As AI tools move into our phones – Apple, Google and Samsung have launched services that can edit photos, translate languages and search the web – we’re at the dawn of an era in which AI becomes an integral part of our of digital life and increasingly useful on a personal level.
That’s if we allow it, because it takes a little faith.
Take keeping a diary as an example. An AI tool can manage your diary effectively if you let it access it. But how far should it go?
To be truly helpful, does that mean he also needs to know who you don’t want to date, or relationships you want to keep secret, and from whom?
Do you want him to provide you with consultation or medical appointment summaries?
This is very personal information and could potentially be very embarrassing and extremely valuable if some glitch meant it was shared. Do you trust big tech firms with this kind of data?
Microsoft is pushing hard on this particular door. In 2024, he got into trouble for demonstrating a tool called Recall, which took snapshots of laptop desktops every few seconds to help users find content they’d seen but couldn’t remember where.
It has now made a number of changes to a product that was never launched, but is sticking with it.
“I think we’re moving toward a fundamentally new era of ever-present, persistent, and highly capable co-pilot companions in your everyday life,” the firm’s AI chief, Mustafa Suleiman, told me recently.
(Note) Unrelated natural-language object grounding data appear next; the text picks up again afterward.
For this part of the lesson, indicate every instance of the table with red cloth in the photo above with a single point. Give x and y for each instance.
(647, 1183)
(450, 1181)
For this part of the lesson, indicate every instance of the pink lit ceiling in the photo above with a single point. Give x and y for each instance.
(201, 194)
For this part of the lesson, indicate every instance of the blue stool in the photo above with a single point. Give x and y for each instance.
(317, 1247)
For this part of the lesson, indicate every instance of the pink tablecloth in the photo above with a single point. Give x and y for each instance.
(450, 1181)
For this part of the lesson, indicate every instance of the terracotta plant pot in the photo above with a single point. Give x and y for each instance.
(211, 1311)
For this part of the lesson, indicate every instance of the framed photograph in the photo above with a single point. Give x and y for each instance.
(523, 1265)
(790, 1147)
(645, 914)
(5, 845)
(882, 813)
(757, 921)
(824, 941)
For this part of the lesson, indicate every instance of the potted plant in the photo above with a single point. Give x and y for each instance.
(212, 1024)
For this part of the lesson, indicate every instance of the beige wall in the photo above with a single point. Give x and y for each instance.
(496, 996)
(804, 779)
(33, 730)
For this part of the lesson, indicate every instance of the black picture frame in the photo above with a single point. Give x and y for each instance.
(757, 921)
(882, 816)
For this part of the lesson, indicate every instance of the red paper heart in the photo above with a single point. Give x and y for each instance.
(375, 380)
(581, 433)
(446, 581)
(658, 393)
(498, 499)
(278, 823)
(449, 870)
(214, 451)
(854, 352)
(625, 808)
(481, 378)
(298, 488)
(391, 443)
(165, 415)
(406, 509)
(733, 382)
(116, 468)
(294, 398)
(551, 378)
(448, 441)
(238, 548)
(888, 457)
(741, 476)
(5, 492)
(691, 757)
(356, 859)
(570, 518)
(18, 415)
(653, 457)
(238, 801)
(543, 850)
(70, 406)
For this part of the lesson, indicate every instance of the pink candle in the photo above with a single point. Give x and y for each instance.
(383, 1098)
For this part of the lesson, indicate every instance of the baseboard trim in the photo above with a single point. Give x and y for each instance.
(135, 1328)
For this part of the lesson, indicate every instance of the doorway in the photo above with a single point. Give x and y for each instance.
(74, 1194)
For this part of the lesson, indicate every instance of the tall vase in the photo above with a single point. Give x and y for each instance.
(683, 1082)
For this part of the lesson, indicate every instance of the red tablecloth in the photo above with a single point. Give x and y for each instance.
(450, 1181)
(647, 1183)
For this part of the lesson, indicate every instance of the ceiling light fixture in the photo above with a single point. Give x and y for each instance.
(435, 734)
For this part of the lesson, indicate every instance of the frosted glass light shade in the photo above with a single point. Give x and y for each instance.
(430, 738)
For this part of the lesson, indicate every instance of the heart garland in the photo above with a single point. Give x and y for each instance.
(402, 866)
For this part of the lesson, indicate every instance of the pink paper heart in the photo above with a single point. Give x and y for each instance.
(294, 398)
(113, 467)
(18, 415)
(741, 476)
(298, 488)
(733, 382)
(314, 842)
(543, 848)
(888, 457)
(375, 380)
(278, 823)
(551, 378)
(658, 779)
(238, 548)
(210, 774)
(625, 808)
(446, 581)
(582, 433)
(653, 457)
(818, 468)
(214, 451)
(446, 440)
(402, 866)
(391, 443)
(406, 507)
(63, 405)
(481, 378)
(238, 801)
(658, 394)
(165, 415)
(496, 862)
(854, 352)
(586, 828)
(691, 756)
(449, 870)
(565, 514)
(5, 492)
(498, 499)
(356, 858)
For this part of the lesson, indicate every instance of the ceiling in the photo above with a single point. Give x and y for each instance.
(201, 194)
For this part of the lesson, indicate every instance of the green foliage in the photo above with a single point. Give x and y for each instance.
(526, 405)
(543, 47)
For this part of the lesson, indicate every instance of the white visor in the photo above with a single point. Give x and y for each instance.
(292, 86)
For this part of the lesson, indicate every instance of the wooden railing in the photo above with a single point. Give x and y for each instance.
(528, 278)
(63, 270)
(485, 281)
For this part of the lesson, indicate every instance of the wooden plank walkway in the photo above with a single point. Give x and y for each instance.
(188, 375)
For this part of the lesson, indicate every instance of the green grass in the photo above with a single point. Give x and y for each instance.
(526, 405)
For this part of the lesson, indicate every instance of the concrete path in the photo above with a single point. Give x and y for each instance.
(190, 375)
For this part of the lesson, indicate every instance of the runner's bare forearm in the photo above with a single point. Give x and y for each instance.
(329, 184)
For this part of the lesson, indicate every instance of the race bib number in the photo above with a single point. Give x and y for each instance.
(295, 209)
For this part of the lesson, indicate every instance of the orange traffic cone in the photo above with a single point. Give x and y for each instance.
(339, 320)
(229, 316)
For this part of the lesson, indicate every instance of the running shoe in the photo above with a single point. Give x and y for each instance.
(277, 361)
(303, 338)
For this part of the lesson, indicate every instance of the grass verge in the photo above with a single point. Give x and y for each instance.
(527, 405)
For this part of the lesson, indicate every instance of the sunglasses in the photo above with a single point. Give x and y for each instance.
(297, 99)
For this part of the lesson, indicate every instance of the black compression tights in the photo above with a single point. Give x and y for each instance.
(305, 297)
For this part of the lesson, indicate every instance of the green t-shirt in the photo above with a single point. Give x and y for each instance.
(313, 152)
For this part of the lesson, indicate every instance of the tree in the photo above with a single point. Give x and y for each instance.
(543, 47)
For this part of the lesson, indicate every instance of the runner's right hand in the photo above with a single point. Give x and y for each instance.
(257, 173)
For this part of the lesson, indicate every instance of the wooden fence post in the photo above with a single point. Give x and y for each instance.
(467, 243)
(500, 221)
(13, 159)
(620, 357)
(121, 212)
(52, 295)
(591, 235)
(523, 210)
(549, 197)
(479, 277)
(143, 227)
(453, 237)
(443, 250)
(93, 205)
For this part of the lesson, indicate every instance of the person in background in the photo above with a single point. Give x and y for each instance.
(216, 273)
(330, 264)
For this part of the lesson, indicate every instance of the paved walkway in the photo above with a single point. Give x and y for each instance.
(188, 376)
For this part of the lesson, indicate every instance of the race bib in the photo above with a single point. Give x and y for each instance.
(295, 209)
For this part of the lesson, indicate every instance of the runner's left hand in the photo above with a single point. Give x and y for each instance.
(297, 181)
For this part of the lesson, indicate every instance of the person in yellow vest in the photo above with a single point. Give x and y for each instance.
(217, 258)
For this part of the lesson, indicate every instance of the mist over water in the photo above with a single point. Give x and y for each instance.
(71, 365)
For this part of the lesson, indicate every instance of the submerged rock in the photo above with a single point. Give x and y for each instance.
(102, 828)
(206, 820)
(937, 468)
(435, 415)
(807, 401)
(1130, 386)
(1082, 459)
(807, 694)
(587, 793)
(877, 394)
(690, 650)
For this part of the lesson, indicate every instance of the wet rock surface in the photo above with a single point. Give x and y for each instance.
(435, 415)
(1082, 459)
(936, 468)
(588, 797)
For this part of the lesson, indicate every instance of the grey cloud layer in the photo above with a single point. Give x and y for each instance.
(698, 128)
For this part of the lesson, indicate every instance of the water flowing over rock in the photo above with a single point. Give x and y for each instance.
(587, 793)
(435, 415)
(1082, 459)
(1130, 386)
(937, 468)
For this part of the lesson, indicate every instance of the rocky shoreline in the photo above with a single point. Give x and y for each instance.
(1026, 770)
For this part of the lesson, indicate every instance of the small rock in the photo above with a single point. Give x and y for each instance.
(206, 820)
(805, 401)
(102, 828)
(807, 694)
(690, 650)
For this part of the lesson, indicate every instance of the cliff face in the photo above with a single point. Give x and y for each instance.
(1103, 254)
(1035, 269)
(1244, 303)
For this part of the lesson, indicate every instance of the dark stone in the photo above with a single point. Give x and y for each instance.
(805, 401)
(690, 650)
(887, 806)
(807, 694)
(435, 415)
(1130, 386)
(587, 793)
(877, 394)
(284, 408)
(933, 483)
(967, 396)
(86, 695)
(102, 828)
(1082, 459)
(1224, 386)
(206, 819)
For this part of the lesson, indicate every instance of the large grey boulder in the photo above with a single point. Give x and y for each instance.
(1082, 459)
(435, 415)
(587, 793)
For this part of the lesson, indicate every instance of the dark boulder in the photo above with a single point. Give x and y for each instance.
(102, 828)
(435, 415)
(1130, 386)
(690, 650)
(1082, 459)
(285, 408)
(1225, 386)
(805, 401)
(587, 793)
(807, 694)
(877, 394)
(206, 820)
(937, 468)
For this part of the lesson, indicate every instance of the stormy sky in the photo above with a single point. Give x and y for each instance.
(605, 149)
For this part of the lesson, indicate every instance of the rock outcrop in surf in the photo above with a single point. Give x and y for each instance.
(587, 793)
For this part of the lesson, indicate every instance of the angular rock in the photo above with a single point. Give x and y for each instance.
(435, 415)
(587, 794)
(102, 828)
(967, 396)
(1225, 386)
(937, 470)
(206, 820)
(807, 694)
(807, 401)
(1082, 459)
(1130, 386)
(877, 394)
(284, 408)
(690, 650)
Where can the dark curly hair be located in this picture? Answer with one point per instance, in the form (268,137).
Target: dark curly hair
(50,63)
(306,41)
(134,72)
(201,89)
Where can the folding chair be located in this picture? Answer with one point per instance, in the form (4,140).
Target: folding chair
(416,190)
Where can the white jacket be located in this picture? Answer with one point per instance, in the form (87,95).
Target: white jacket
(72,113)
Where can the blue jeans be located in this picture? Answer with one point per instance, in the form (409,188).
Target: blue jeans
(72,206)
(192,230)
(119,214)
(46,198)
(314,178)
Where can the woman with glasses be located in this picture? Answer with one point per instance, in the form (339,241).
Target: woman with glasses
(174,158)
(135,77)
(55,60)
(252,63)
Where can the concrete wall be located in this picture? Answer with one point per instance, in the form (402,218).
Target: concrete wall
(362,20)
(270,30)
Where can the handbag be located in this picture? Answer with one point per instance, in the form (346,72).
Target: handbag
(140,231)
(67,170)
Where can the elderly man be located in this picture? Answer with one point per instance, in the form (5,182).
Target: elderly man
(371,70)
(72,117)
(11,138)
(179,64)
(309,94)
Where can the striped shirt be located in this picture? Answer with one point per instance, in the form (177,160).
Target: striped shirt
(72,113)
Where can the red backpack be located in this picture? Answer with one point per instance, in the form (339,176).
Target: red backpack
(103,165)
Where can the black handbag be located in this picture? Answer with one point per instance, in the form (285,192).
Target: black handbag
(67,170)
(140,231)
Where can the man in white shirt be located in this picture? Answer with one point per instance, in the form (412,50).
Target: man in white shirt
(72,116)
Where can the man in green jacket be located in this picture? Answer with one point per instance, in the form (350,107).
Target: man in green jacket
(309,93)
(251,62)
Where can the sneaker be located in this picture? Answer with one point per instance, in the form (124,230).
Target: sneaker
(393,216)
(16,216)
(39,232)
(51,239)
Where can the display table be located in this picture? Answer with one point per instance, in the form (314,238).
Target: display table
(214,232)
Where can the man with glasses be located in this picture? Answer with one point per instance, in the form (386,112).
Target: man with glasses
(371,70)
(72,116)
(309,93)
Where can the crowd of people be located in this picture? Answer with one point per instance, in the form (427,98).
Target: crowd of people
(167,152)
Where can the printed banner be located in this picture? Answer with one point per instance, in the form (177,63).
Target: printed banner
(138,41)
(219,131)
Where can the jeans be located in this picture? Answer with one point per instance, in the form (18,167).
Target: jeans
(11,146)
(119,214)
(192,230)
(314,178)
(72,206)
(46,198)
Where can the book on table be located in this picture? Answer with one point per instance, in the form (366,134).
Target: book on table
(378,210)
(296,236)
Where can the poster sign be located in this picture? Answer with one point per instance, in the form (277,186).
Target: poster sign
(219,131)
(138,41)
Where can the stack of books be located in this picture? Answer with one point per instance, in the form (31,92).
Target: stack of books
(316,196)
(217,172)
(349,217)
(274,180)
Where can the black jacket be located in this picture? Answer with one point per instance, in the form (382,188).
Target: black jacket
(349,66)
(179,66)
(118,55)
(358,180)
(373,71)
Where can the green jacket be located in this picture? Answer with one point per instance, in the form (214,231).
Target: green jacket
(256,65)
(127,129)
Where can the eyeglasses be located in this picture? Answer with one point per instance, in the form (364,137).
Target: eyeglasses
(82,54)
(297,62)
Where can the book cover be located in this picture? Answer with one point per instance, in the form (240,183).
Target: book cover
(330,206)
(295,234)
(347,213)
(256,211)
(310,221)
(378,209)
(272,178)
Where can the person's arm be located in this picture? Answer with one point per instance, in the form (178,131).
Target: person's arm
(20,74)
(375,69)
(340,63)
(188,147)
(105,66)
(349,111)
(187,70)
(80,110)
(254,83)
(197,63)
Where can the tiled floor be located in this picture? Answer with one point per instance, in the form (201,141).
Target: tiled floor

Despite the challenges, Ben Wood, principal analyst at technology research firm CCS Insight, expects more personalized AI services to emerge in 2025.
“The data will be constantly updated with new data sources such as emails, messages, documents and social media interactions.
“This will enable the AI service to be tailored specifically to a person’s communication style, needs and preferences,” he says.
But Mr Wood admits that allowing AI to reveal your personal information will be a big step.
“Trust is going to be essential,” says Mr Wood.